0

Question

Say I have a dataset $D$ with $N$ features that are trying to predict a target $y$. I would like to build a model from $D$ and part of that process is removing correlated columns to reduce redundancy.

If $D$ remains constant, would changing the target $y$ ever change the method I use to check for correlation within the dataset $D$?

Redundancy

For an example of what I mean by redundancy see: https://arxiv.org/abs/1908.05376. I'm not interested in the relevancy part of the paper.

Example

Say I'm using dataset $D$ to train a classification model. As part of preprocessing I check for correlations using method $M$, which could be any type of correlation algorithm, provided $M$ is unsupervised.

I choose one column from each correlated group at random. In other words, I select columns in an unsupervised fashion.

Should I ever change $M$ if I switch from a classification to a regression model, changing $y$ in the process?

Pre-empting XY

This is intended as a general question, which will lead to a specific question. The content of the specific question will depend on the answer to this question. Therefore, I believe it is not XY.

Connor
  • 625
  • Of course. Consider two circumstances: (1) $y$ is uncorrelated with $D$ and (2) $y$ is a multiple of a single feature. This is discussed at length in threads about principal components (especially those that might reference regression), including https://stats.stackexchange.com/questions/9590, https://stats.stackexchange.com/questions/444545. But your question does sound like an XY problem because you don't explain what your "noise" might be, why it might be a problem, or why you believe the solution is to remove some columns outright. – whuber May 22 '23 at 17:53
  • 1
    @whuber It depends on what they mean by "removing correlated columns", it's unclear. If they want to remove features that are redundant (correlated with each other, but not necessarily correlated with the target), that can be done in total absence of the target and will of course not be affected by the $y$ values. Of course there will be dependence if they are selecting variables with respect to $y$, though. – Nuclear Hoagie May 22 '23 at 18:03
  • @Nuclear The link is profound, as I had hoped was evident by contemplating the two circumstances I mentioned.
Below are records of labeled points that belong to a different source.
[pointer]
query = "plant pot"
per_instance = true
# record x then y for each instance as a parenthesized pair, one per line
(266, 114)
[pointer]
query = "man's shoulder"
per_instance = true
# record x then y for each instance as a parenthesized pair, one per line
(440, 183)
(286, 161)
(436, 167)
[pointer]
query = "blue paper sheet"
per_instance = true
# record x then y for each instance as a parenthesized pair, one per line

For a linear model, it comes down to the relationship between $y$ and the space orthogonal to that generated by $D.$ You also implicitly assume the model will be linear in the features -- but many ML models are not. – whuber May 22 '23 at 18:06
  • @Whuber I've altered my question to make it clear I'm asking about correlations within $D$. Not between $D$ and $y$. Does that change your answer? – Connor May 22 '23 at 18:39
  • @NuclearHoagie Your re-statement of what I meant is accurate. Is my re-wording clearer? – Connor May 22 '23 at 18:41
  • No, it doesn't. The entire point is that for your purposes, the correlations between $D$ and $y$ are what matter; and whether or to what extent correlations among $D$ are relevant depends on the circumstances. – whuber May 22 '23 at 19:30
  • 1
    @whuber I'm confused by your assertion, one can identify and eliminate redundant features even if there is no target variable. Not only do we not care what values $y$ takes, we don't even care if $y$ exists. I agree it's often useful to select features that will be informative for the particular downstream prediction task, but the OP seems to be explicitly selecting features irrespective of how they relate to $y$. – Nuclear Hoagie May 22 '23 at 20:09
  • @Nuclear Is it possible you are interpreting "correlated" in the question as meaning perfectly correlated ($\rho=\pm 1$)? If so, I can understand your remarks; otherwise, not. – whuber May 22 '23 at 21:19
  • @whuber I think you're answering a different question to the one I'm asking! I agree that selection based on the target $y$ would change with $y$. But would the method *used for correlations within the dataset $D$* change? If so, could you provide an example? – Connor May 22 '23 at 21:55
  • 1
    It absolutely would change, because there are many methods and what you would do would depend on what model you are thinking of and what you know about $y.$ Apart from identifying perfect linear relations among $D,$ which is a purely mathematical exercise, the kinds of near-correlations ("multicollinearity") you might look for and address depend on all that context. One difficulty I have is that you seem to be posing a counter-factual situation in which you aim to model $y$ but then tell us to ignore $y.$ At that point it seems pointless to do anything. – whuber May 22 '23 at 22:40
  • @Whuber Okay, but how would it change and why? If my dataset $D$ is exactly the same and I want to check how similar two features $f_1$, and $f_2$ are in in it, how would the process change from a linear regression to a linear classification task. Why would it have to change? I really don't mind if it does change, but you have said it does without explaining why. – Connor May 23 '23 at 06:24
  • I have explained in many posts here on CV concerning PCA and regression, such as the two I linked in my first comment. – whuber May 23 '23 at 13:49
  • @whuber I tried reading the posts you put in the comments, they don't seem related to this problem. – Connor May 23 '23 at 19:05

0 Answers0